A segunda narrativa fica por conta de William, um britânico que vive em 1852. Ele é um biólogo/cientista que quer ser conhecido em todo o mundo pelo seu estudo das abelhas. Ele quer criar uma colmeia visionária e moderna, e pretende que tal colmeia entre para história. Depois de uma série de percalços, de um período de depressão causado por uma decepção acadêmica muito grande, ele resolve se levantar da cama, sacudir a poeira e se dedica àquilo que sempre sonhou. Para tanto, ele estuda e faz muitas pesquisas, até que ele chega ao que ele pensa ser o modelo perfeito e ideal de uma colmeia. Sua meta não é somente a fama, mas o reconhecimento e a admiração de seu antigo professor e mentor, bem como a de seu filho mais velho, um rapaz que se afastou muito da família e que tem tido um comportamento bastante problemático. Essa caminhada não foi das mais felizes, nem das mais fáceis. Ele sucumbiu ao desânimo diversas vezes, para no fim, as coisas não saírem exatamente como ele queria. 

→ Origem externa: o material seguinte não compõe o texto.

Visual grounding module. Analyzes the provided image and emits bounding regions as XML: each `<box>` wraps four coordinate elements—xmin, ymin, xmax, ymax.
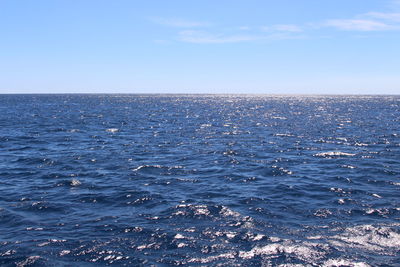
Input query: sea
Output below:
<box><xmin>0</xmin><ymin>94</ymin><xmax>400</xmax><ymax>267</ymax></box>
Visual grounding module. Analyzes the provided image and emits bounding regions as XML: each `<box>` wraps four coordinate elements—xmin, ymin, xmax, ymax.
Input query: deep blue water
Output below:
<box><xmin>0</xmin><ymin>95</ymin><xmax>400</xmax><ymax>266</ymax></box>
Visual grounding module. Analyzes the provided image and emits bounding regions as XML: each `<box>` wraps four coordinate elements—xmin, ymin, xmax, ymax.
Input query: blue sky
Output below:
<box><xmin>0</xmin><ymin>0</ymin><xmax>400</xmax><ymax>94</ymax></box>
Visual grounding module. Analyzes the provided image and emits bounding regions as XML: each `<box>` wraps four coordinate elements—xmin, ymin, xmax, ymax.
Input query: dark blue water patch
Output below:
<box><xmin>0</xmin><ymin>95</ymin><xmax>400</xmax><ymax>266</ymax></box>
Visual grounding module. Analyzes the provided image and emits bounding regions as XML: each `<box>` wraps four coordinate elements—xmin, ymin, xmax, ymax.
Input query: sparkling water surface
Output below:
<box><xmin>0</xmin><ymin>95</ymin><xmax>400</xmax><ymax>266</ymax></box>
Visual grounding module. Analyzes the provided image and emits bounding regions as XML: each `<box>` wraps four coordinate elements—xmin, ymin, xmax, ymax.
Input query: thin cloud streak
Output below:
<box><xmin>365</xmin><ymin>12</ymin><xmax>400</xmax><ymax>22</ymax></box>
<box><xmin>262</xmin><ymin>24</ymin><xmax>303</xmax><ymax>32</ymax></box>
<box><xmin>179</xmin><ymin>30</ymin><xmax>304</xmax><ymax>44</ymax></box>
<box><xmin>150</xmin><ymin>17</ymin><xmax>210</xmax><ymax>28</ymax></box>
<box><xmin>324</xmin><ymin>19</ymin><xmax>398</xmax><ymax>32</ymax></box>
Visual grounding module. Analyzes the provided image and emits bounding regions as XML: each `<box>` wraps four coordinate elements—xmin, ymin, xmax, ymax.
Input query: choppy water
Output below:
<box><xmin>0</xmin><ymin>95</ymin><xmax>400</xmax><ymax>266</ymax></box>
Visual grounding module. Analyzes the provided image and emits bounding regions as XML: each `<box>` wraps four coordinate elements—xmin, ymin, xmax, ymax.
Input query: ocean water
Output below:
<box><xmin>0</xmin><ymin>95</ymin><xmax>400</xmax><ymax>266</ymax></box>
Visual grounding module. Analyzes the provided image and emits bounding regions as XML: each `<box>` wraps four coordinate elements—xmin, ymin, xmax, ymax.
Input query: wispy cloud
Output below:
<box><xmin>262</xmin><ymin>24</ymin><xmax>303</xmax><ymax>32</ymax></box>
<box><xmin>365</xmin><ymin>12</ymin><xmax>400</xmax><ymax>22</ymax></box>
<box><xmin>150</xmin><ymin>4</ymin><xmax>400</xmax><ymax>44</ymax></box>
<box><xmin>179</xmin><ymin>30</ymin><xmax>304</xmax><ymax>44</ymax></box>
<box><xmin>324</xmin><ymin>19</ymin><xmax>397</xmax><ymax>32</ymax></box>
<box><xmin>150</xmin><ymin>17</ymin><xmax>210</xmax><ymax>28</ymax></box>
<box><xmin>179</xmin><ymin>30</ymin><xmax>259</xmax><ymax>44</ymax></box>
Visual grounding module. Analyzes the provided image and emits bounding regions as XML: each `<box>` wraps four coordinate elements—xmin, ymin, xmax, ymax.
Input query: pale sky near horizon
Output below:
<box><xmin>0</xmin><ymin>0</ymin><xmax>400</xmax><ymax>94</ymax></box>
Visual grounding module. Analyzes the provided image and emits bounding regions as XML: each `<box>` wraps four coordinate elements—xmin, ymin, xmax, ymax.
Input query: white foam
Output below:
<box><xmin>314</xmin><ymin>151</ymin><xmax>356</xmax><ymax>157</ymax></box>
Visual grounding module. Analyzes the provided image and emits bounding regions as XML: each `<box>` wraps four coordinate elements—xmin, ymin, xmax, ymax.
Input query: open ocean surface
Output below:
<box><xmin>0</xmin><ymin>95</ymin><xmax>400</xmax><ymax>266</ymax></box>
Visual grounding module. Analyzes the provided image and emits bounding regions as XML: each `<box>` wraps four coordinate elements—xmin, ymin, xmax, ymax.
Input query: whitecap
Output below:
<box><xmin>314</xmin><ymin>151</ymin><xmax>356</xmax><ymax>157</ymax></box>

No "presente", no ano de 2007, conhecemos George, um apicultor americano que cuida de suas abelhas como se fossem da família. Seu apiário está na família há gerações, e ele se orgulha de ter um método de trabalho metódico e cuidadoso, além de fazer uso de um modelo específico e artesanal de colmeias. Seu grande sonho é que seu filho assuma seus negócios, mas o garoto não quer saber do assunto. Ele quer ser um jornalista ou até mesmo um escritor, e cuidar de abelhas não está nos seus planos; até que o apiário de seu pai é acometido pelo grande mal do século, o DCC - Desordem do Colapso das Colônias. Suas abelhas estão morrendo, e ele se vê sem esperanças de continuar tirando seu sustendo dali. 

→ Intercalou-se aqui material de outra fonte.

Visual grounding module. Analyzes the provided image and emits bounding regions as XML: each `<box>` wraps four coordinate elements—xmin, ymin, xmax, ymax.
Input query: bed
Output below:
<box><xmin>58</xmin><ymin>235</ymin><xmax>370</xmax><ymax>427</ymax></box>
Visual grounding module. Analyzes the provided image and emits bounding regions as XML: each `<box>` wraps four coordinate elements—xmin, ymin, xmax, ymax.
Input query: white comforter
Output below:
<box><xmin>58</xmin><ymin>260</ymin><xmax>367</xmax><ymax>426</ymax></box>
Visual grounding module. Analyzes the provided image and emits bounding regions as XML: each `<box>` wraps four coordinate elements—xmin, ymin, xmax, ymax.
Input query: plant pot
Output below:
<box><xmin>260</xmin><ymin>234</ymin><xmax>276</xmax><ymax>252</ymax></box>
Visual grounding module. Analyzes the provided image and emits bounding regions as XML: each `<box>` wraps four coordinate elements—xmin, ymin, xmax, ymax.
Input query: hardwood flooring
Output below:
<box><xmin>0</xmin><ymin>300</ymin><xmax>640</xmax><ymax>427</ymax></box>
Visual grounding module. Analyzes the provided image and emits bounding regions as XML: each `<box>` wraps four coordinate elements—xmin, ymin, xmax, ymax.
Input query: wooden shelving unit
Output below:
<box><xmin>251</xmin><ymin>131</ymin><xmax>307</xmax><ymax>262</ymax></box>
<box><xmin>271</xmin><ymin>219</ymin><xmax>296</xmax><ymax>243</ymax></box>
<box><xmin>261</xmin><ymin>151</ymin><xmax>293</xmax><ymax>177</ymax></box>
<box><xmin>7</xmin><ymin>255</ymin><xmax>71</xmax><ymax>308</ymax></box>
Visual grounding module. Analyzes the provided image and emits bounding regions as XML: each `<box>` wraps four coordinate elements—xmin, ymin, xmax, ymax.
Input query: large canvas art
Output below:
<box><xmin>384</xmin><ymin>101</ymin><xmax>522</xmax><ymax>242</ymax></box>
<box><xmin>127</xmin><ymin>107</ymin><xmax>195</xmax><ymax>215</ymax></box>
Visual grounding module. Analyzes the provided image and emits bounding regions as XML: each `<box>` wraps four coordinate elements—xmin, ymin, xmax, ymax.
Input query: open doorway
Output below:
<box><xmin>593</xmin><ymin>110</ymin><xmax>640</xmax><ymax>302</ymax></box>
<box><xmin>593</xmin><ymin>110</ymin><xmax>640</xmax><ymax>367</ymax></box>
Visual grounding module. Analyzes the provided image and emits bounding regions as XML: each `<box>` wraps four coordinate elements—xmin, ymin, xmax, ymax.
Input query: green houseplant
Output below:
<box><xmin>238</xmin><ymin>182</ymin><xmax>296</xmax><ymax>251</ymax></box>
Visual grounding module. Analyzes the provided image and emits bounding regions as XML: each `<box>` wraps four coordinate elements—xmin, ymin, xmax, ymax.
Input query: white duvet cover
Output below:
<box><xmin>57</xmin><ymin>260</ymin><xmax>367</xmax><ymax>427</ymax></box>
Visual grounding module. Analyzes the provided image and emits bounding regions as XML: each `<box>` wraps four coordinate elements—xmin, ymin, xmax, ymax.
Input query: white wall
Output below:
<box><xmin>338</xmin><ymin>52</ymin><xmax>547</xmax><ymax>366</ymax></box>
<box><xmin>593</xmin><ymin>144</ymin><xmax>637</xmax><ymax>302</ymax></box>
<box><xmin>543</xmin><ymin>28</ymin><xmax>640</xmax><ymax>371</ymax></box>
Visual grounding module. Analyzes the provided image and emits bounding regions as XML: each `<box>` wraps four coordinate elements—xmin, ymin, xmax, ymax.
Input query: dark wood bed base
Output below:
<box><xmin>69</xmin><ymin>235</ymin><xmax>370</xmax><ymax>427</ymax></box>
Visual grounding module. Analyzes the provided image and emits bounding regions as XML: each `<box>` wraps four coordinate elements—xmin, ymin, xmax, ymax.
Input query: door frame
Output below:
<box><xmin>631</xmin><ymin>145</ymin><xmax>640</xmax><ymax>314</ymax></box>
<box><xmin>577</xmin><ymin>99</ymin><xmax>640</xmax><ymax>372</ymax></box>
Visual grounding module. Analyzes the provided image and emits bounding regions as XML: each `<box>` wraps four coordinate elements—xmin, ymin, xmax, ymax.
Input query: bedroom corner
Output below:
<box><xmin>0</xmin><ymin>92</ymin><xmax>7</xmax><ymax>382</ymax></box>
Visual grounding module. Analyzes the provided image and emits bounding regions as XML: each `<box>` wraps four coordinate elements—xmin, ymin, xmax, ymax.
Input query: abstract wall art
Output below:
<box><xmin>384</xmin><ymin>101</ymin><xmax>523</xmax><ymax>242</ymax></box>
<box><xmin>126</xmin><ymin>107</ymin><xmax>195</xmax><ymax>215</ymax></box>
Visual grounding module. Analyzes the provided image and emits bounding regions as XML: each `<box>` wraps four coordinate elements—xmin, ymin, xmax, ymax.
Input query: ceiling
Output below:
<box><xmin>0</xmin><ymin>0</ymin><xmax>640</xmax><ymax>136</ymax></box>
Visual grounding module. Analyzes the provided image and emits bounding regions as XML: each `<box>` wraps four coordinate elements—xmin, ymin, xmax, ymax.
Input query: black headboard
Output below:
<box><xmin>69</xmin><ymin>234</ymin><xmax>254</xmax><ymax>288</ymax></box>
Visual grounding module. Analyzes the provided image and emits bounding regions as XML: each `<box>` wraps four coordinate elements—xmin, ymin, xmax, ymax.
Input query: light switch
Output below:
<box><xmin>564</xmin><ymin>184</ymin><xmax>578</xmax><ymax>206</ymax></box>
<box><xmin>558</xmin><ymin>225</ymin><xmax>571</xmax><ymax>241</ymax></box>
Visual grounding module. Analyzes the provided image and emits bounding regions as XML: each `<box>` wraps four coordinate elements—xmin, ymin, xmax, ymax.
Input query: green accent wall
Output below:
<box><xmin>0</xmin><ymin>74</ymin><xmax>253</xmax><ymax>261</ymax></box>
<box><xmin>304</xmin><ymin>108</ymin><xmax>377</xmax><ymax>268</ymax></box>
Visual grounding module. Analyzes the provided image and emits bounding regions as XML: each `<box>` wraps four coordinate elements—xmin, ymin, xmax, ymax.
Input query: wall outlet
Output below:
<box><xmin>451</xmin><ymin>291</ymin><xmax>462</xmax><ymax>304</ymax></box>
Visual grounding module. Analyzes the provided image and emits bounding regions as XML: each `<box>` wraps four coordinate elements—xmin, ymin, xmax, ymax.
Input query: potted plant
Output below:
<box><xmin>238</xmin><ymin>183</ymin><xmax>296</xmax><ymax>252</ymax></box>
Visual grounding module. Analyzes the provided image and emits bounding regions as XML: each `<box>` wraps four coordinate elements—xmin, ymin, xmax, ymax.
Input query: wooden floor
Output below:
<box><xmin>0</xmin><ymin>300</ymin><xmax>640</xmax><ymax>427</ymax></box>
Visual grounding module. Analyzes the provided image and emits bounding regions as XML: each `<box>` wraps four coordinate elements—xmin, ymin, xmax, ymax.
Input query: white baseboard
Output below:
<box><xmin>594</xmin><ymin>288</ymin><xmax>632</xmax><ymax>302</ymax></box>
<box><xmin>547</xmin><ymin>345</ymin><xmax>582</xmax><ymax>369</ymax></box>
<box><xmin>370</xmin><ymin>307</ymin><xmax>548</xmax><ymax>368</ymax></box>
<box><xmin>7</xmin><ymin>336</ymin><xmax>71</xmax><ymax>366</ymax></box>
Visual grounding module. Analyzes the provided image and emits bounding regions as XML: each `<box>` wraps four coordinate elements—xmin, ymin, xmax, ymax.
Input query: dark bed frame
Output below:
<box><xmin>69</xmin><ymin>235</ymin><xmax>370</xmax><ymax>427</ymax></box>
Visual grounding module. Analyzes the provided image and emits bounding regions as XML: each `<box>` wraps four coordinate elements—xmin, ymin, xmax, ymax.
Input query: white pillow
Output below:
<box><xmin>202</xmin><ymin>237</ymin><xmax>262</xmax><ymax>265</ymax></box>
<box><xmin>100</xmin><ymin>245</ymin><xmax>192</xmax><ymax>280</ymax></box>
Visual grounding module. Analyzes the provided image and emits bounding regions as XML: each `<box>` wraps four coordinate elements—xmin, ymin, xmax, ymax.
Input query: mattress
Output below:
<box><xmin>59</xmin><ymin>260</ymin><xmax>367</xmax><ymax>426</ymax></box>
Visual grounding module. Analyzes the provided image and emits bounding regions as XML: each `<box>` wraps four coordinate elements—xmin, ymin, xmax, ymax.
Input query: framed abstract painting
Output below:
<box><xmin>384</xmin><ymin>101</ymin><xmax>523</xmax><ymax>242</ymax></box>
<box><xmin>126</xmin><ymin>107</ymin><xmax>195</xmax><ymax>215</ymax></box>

A autora consegue, brilhantemente, fundir esses três mundos e personagens que, aparentemente, são tão diferentes, e esse é, sem dúvidas, o ponto alto da trama, e junto com ele, o fato de que a narrativa nos proporciona uma gama imensa de sentimentos - frustração, revolta, dor, sofrimento, alegria, tristeza. Tudo que deixamos para trás é um livro que mexe conosco, e muito. Ele nos tira de nossa zona de conforto, pois o que temos ali não é uma história cheia de finais felizes, pelo contrário. Vemos a decadência de cada um dos personagens, cada um a seu modo, e isso é desesperador. Quanto mais lemos, menos esperanças temos de encontrar um final feliz. Mas ele vem, de alguma forma. 

Não espere um final em que tudo se resolve, em que todos estão complemente felizes e realizados. Deixe isso para os contos de fadas e para os livros que nos transportam para realidades diferentes das que vivemos. No fim, temos personagens conformados com o que conseguiram após tanta batalha. Temos personagens que estão conformados com seus destinos e estão, de alguma forma, felizes com o que conseguiram a duras penas. E tudo isso é avassalador. É lindo. É real, sabe?

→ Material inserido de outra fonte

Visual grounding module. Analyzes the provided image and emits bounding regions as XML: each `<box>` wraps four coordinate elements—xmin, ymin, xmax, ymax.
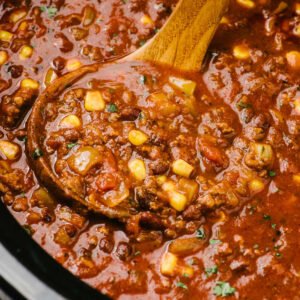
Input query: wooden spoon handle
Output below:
<box><xmin>123</xmin><ymin>0</ymin><xmax>229</xmax><ymax>71</ymax></box>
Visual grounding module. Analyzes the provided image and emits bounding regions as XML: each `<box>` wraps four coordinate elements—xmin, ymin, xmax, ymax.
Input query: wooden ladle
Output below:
<box><xmin>27</xmin><ymin>0</ymin><xmax>229</xmax><ymax>222</ymax></box>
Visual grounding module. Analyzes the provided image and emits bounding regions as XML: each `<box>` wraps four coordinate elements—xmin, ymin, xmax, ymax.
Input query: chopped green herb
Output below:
<box><xmin>269</xmin><ymin>170</ymin><xmax>276</xmax><ymax>177</ymax></box>
<box><xmin>107</xmin><ymin>103</ymin><xmax>118</xmax><ymax>113</ymax></box>
<box><xmin>205</xmin><ymin>265</ymin><xmax>218</xmax><ymax>276</ymax></box>
<box><xmin>176</xmin><ymin>281</ymin><xmax>188</xmax><ymax>290</ymax></box>
<box><xmin>139</xmin><ymin>75</ymin><xmax>147</xmax><ymax>84</ymax></box>
<box><xmin>33</xmin><ymin>149</ymin><xmax>43</xmax><ymax>160</ymax></box>
<box><xmin>23</xmin><ymin>225</ymin><xmax>32</xmax><ymax>236</ymax></box>
<box><xmin>209</xmin><ymin>239</ymin><xmax>222</xmax><ymax>245</ymax></box>
<box><xmin>67</xmin><ymin>142</ymin><xmax>77</xmax><ymax>149</ymax></box>
<box><xmin>213</xmin><ymin>281</ymin><xmax>236</xmax><ymax>297</ymax></box>
<box><xmin>197</xmin><ymin>226</ymin><xmax>206</xmax><ymax>240</ymax></box>
<box><xmin>40</xmin><ymin>7</ymin><xmax>57</xmax><ymax>18</ymax></box>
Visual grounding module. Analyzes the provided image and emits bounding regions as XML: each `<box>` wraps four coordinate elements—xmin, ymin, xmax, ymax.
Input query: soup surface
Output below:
<box><xmin>0</xmin><ymin>0</ymin><xmax>300</xmax><ymax>299</ymax></box>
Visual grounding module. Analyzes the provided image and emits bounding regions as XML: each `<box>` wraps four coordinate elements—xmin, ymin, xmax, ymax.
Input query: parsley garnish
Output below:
<box><xmin>40</xmin><ymin>7</ymin><xmax>57</xmax><ymax>18</ymax></box>
<box><xmin>107</xmin><ymin>103</ymin><xmax>118</xmax><ymax>112</ymax></box>
<box><xmin>176</xmin><ymin>281</ymin><xmax>188</xmax><ymax>290</ymax></box>
<box><xmin>197</xmin><ymin>226</ymin><xmax>205</xmax><ymax>240</ymax></box>
<box><xmin>213</xmin><ymin>281</ymin><xmax>236</xmax><ymax>297</ymax></box>
<box><xmin>205</xmin><ymin>266</ymin><xmax>218</xmax><ymax>276</ymax></box>
<box><xmin>33</xmin><ymin>149</ymin><xmax>43</xmax><ymax>160</ymax></box>
<box><xmin>209</xmin><ymin>239</ymin><xmax>222</xmax><ymax>245</ymax></box>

Além das abelhas, outra coisa muito presente na trama é a complexidade da relação entre pais e filhos. Ela nos leva a refletir sobre cada uma das relações narradas, nos faz pensar em nós mesmos e no nosso comportamento perante a nossa família e a importância que essa relação pode ter tanto para os pais quanto para os filhos. Temos exemplos reais de como esses laços podem salvar ou até mesmo destroçar uma família, uma pessoa. 

As reflexões aqui são muitas, acredite em mim. Dificilmente você sairá ileso dessa leitura. Te desafio a terminar de ler esse livro e não começar a agir de forma diferente, a não ser diferente. E principalmente: após essa leitura, te desafio a fazer qualquer mal que seja a uma abelha.